The resulting Analysis Services installation includes Targeted Mailing Mining Structure (similar in many aspects to Bike Buyer Mining Structure documented in the tutorial in SQL Server 2008 R2 Books Online), which, in turn, contains four mining models (TM Clustering, TM Decision Tree, TM Naive Bayes, and TM Neural Net).
Since carrying out a training typically takes into account only a portion of entire data set, we will employ Percentage Sampling Data Flow transformation to extract an arbitrarily chosen percentage of rows. Alternatively, you could accomplish the same goal by utilizing Row Sampling transformation, which allows you to designate specific number of rows instead (note that you could also apply either of these mechanisms to specify records to be used to carry out mining model validation, although you should ensure that they yield distinct, non-overlapping subsets, since utilizing the same one for both is bound to lead to skewed results). Depending on circumstances, it might also be prudent to implement data cleaning by removing invalid or superfluous records and modifications (changing its characteristics to make it suitable for mining calculations), which we will discuss in one of our future articles.

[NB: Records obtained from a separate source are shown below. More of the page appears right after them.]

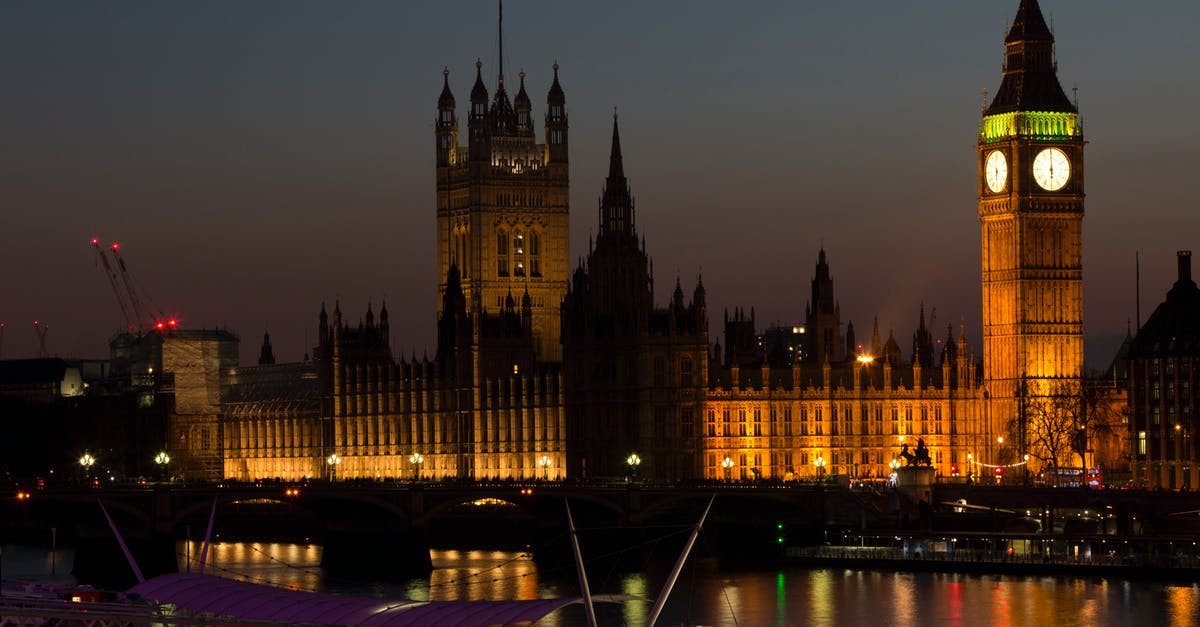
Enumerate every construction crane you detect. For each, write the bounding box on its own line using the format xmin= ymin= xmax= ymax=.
xmin=91 ymin=238 xmax=138 ymax=332
xmin=110 ymin=241 xmax=164 ymax=329
xmin=91 ymin=238 xmax=178 ymax=333
xmin=34 ymin=320 xmax=50 ymax=357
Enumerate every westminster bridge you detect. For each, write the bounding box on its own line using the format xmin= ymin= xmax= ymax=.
xmin=0 ymin=480 xmax=1200 ymax=586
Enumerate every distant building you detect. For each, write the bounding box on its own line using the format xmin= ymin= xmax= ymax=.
xmin=563 ymin=118 xmax=708 ymax=478
xmin=213 ymin=0 xmax=1104 ymax=480
xmin=0 ymin=358 xmax=84 ymax=405
xmin=1128 ymin=251 xmax=1200 ymax=490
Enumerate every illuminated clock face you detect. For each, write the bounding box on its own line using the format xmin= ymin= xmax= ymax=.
xmin=983 ymin=150 xmax=1008 ymax=193
xmin=1033 ymin=148 xmax=1070 ymax=191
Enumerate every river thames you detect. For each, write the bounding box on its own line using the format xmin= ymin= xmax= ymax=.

Let’s step through an example illustrating an implementation that leverages Data Mining Model Training destination in a SQL Server 2008 R2 Integration Services-based package, relying on the AdventureWorksDW2008R2 sample database for training data and on Adventure Works DW 2008 R2 Analysis Services project for the corresponding mining structure. Start by launching Business Intelligence Development Studio and create a new project based on Integration Services template. Switch to the Data Flow tab and activate the hyperlink displayed in the center of the main window stating No Data Flow tasks have been added to this package. Click here to add a new Data Flow task.
With the new Data Flow task in place and active, drag OLE DB Source from the Toolbox onto the Designer interface and select Edit… option from its context sensitive menu. In the Connection Manager section of its Editor window, click on New… command button. In the Connection Manager dialog box, type in the target Server name (which hosts the AdventureWorksDW2008R2 database), specify the appropriate authentication method, and use Test Connection to validate your entries. In the Data access mode listbox select Table or view and point to the [dbo].[vTargetMail] item. Leave the Columns section unchanged (we will deal with those that are not included in our sample Targeted Mailing mining structure later).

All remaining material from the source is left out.